Coronavirus (Covid-19) advice for voluntary organisations
16 December 2021
We've provided practical guidance and advice for organisations preparing to restart their volunteer programmes post Covid-19 restrictions.
Evidence shows that the new, highly transmissible Omicron strain of COVID-19 can infect those who have been vaccinated, or previously infected.
New guidance has been introduced by the Scottish Government to stem the flow of transmission, keep businesses and services open, and protect against pressure on health services.
To stay safe you should:
Key changes to Scottish Governmenr guidance include:
- limit the number of contacts you have and gather in small groups of no more than 3 households - it would be sensible to postpone work Christmas parties
- avoid crowded places – shop at quieter times where possible and follow the enhanced precautions in shops and hospitality venues, which may include controlled entrances and exits to limit customer numbers, and signs and floor markings to help people keep a safe distance from others
- work from home if you can
- you will need proof of a negative LFD test to visit someone in hospital or a care home or to accompany someone to medical appointments
As we know, volunteering happens in a wide range of settings from traditional office spaces to community centres, so it is important that everyone continues to follow the Scottish Government guidance. This compliance self-assessment tool from the Scottish Government will help you assess the effectiveness of COVID-19 control measures within your workplace.
Read more about ‘Safer Premises’ including information on ‘Risk assessments and control’, ‘Physical distancing, hygiene and PPE’, ‘Charity Shops’ plus more here in the SCVO Coronavirus Info Hub.
Scottish Government have also provided sector specific covid-19 guidance (including business, health, education, and housing), view here.
Things to consider:
1. Provide clear guidance to volunteers around health-related matters.

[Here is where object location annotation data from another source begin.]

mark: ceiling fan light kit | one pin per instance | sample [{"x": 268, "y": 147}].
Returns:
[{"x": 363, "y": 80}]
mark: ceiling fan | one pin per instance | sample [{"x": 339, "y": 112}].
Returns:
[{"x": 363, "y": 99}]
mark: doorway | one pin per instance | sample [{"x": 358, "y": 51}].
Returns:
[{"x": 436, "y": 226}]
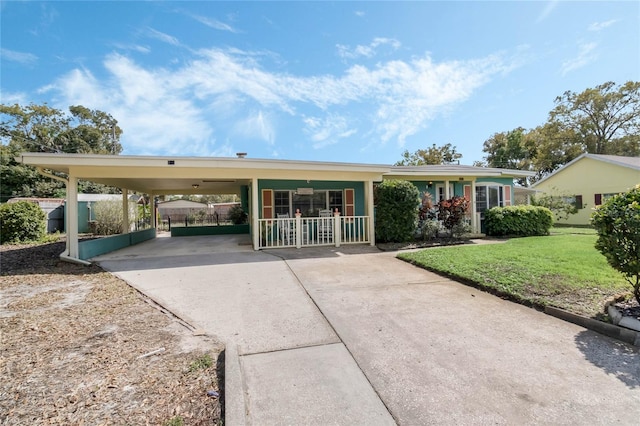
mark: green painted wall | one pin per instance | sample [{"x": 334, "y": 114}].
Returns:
[
  {"x": 92, "y": 248},
  {"x": 319, "y": 185},
  {"x": 190, "y": 231}
]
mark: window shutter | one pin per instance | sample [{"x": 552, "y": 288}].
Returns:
[
  {"x": 467, "y": 195},
  {"x": 507, "y": 195},
  {"x": 349, "y": 202},
  {"x": 267, "y": 204}
]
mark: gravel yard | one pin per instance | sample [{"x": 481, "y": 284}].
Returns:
[{"x": 80, "y": 346}]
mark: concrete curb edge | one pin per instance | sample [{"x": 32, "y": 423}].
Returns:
[
  {"x": 620, "y": 333},
  {"x": 234, "y": 400}
]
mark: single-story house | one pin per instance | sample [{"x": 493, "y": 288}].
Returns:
[
  {"x": 589, "y": 180},
  {"x": 298, "y": 203},
  {"x": 52, "y": 207}
]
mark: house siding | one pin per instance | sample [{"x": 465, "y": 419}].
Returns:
[
  {"x": 283, "y": 185},
  {"x": 590, "y": 178}
]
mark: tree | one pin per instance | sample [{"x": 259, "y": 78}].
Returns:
[
  {"x": 514, "y": 149},
  {"x": 397, "y": 204},
  {"x": 606, "y": 119},
  {"x": 21, "y": 222},
  {"x": 603, "y": 120},
  {"x": 41, "y": 128},
  {"x": 617, "y": 222},
  {"x": 445, "y": 154}
]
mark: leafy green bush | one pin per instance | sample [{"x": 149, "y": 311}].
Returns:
[
  {"x": 518, "y": 221},
  {"x": 397, "y": 204},
  {"x": 617, "y": 222},
  {"x": 452, "y": 212},
  {"x": 22, "y": 222},
  {"x": 108, "y": 217},
  {"x": 558, "y": 205},
  {"x": 237, "y": 215}
]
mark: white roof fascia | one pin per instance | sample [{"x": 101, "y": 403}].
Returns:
[{"x": 65, "y": 160}]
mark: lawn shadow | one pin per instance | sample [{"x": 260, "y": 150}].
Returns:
[
  {"x": 616, "y": 358},
  {"x": 40, "y": 259}
]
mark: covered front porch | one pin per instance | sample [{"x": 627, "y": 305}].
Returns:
[{"x": 250, "y": 179}]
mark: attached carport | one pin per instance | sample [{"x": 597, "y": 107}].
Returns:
[{"x": 189, "y": 175}]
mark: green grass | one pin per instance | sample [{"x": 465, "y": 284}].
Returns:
[{"x": 563, "y": 270}]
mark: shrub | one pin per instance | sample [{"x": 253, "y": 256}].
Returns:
[
  {"x": 108, "y": 217},
  {"x": 518, "y": 221},
  {"x": 396, "y": 210},
  {"x": 22, "y": 222},
  {"x": 617, "y": 223},
  {"x": 558, "y": 204},
  {"x": 237, "y": 215},
  {"x": 451, "y": 213}
]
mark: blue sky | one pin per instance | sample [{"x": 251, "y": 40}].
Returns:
[{"x": 330, "y": 81}]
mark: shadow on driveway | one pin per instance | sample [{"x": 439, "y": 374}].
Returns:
[{"x": 616, "y": 358}]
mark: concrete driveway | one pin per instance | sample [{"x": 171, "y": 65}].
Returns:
[{"x": 355, "y": 336}]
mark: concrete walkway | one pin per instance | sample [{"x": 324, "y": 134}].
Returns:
[{"x": 355, "y": 336}]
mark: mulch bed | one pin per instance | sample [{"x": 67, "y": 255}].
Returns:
[{"x": 80, "y": 346}]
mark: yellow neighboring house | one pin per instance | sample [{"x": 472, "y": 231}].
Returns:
[{"x": 589, "y": 180}]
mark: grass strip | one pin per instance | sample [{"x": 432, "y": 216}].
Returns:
[{"x": 562, "y": 270}]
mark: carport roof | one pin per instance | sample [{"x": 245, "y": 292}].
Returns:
[
  {"x": 204, "y": 175},
  {"x": 194, "y": 175}
]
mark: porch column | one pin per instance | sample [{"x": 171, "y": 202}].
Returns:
[
  {"x": 255, "y": 228},
  {"x": 152, "y": 211},
  {"x": 474, "y": 216},
  {"x": 125, "y": 211},
  {"x": 71, "y": 217},
  {"x": 369, "y": 211}
]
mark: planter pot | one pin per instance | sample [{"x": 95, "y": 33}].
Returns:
[{"x": 623, "y": 321}]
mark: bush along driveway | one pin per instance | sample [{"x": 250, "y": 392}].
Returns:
[{"x": 562, "y": 270}]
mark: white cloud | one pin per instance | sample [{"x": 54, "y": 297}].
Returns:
[
  {"x": 20, "y": 57},
  {"x": 132, "y": 47},
  {"x": 256, "y": 126},
  {"x": 212, "y": 23},
  {"x": 586, "y": 55},
  {"x": 597, "y": 26},
  {"x": 165, "y": 38},
  {"x": 367, "y": 51},
  {"x": 186, "y": 109},
  {"x": 549, "y": 7},
  {"x": 327, "y": 131}
]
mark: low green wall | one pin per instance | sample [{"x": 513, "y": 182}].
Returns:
[
  {"x": 191, "y": 231},
  {"x": 92, "y": 248}
]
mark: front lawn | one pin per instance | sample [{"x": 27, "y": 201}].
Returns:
[{"x": 562, "y": 270}]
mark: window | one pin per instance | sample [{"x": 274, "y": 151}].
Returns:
[
  {"x": 489, "y": 196},
  {"x": 309, "y": 204},
  {"x": 281, "y": 203},
  {"x": 574, "y": 200}
]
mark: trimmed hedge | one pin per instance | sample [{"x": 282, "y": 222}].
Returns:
[
  {"x": 397, "y": 204},
  {"x": 518, "y": 221},
  {"x": 22, "y": 222},
  {"x": 617, "y": 222}
]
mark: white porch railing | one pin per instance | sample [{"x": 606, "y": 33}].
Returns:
[{"x": 313, "y": 231}]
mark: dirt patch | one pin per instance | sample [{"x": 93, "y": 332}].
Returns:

This includes when to self-isolate, what do I do if they become unwell whilst volunteering and otherwise following best practice to prevent catching or spreading coronavirus. Follow the latest advice provided by NHS inform in this regard.
2. Do you have a Business Continuity Plan or a Covid-19 policy?

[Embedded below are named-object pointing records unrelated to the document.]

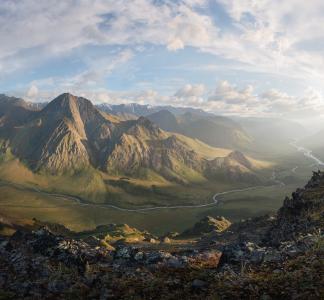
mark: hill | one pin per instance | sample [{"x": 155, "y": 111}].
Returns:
[
  {"x": 70, "y": 134},
  {"x": 268, "y": 257}
]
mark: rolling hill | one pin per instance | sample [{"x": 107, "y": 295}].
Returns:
[
  {"x": 216, "y": 131},
  {"x": 70, "y": 134}
]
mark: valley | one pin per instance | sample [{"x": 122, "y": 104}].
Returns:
[{"x": 156, "y": 179}]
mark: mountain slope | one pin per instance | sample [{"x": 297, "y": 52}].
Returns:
[{"x": 69, "y": 134}]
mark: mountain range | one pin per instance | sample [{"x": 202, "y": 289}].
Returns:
[{"x": 70, "y": 134}]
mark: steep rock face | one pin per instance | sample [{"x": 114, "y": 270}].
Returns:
[
  {"x": 67, "y": 134},
  {"x": 144, "y": 145},
  {"x": 70, "y": 134},
  {"x": 302, "y": 213},
  {"x": 208, "y": 225}
]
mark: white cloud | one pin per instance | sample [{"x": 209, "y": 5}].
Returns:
[
  {"x": 229, "y": 99},
  {"x": 189, "y": 90}
]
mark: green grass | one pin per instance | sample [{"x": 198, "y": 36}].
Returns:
[{"x": 152, "y": 190}]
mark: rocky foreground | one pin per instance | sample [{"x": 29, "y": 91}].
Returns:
[{"x": 270, "y": 257}]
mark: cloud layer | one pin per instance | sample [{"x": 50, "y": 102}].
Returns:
[{"x": 90, "y": 41}]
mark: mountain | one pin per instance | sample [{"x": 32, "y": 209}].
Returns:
[
  {"x": 271, "y": 130},
  {"x": 314, "y": 142},
  {"x": 213, "y": 130},
  {"x": 267, "y": 257},
  {"x": 137, "y": 110},
  {"x": 70, "y": 134}
]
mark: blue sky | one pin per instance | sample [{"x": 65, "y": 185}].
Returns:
[{"x": 241, "y": 57}]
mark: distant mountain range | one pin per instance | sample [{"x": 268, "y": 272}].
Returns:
[
  {"x": 70, "y": 134},
  {"x": 138, "y": 110}
]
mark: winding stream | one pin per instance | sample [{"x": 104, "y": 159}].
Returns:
[{"x": 215, "y": 199}]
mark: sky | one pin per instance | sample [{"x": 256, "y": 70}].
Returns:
[{"x": 233, "y": 57}]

This should be the main source of practical advice for the organisation (including volunteering). If volunteering is not included, relevant information should be added, asap.
3. Consider if and how volunteers can work remotely.
Volunteers may still need to work from home at this time. As well as thinking about the work volunteers can complete for your organisation remotely you should determine what considerations have been made around infrastructure, equipment and processes required to allow volunteers to work remotely and the ongoing support they need.
4. Involve volunteers in planning around volunteering.
Include volunteers in decision-making around plans and policies affecting them. Having volunteers at the table will ensure that their concerns are heard and addressed. Ask volunteers about their availability to continue volunteering. For volunteers who have high availability, ask if they would be willing to increase their volunteering temporarily to help fill gaps. Track responses and keep a database/spreadsheet of volunteers who anticipate availability in certain situations. Work with other community stakeholders and TSIs to prioritize programming / services delivered by volunteers and determine where volunteering services should be focused (especially if there is a significant decrease in availability).
5. Can your volunteers still clearly communicate their needs?
Check that there is a clear system in place for getting in touch with volunteers / the organisation (e.g. when cancelling a shift). Also, make sure that your emergency contact details are up-to-date. Be open to discuss honestly the situation with volunteers and exercise your duty of care towards them. At a minimum, this should be about encouraging volunteers to be cautious and to take care of themselves.
Volunteers just as for other members of society may be experiencing heightened anxiety - understand that COVID-19 and the response needed, affects each of us differently. Volunteers who are elderly or immunocompromised are at increased threat for serious complications. Volunteers living in poverty are less equipped financially to prepare for self-isolation. Those who have limited sick time or can't afford a period off work, may be afraid of missing work through volunteering etc.
6. Remember volunteering is a choice, freely made.
If your volunteer decides for any reason not to volunteer support their decision, including and up to a decision to temporarily suspend their volunteering during this uncertain time. Please advise they take all necessary precautions if they're immunocompromised or live with/care for someone who is immunocompromised.
7. Ensure your volunteering roles meet the tests set by the Volunteer Charter.
Specifically, the Volunteer Charter states that 'Volunteers and paid workers should be able to carry out their duties in safe, secure and healthy environments'. Whilst the charter helps safeguard jobs (making clear the distinction between volunteering and paid work) it should not be interpreted as preventing a volunteering effort which is clearly welcomed by all parties, at this time.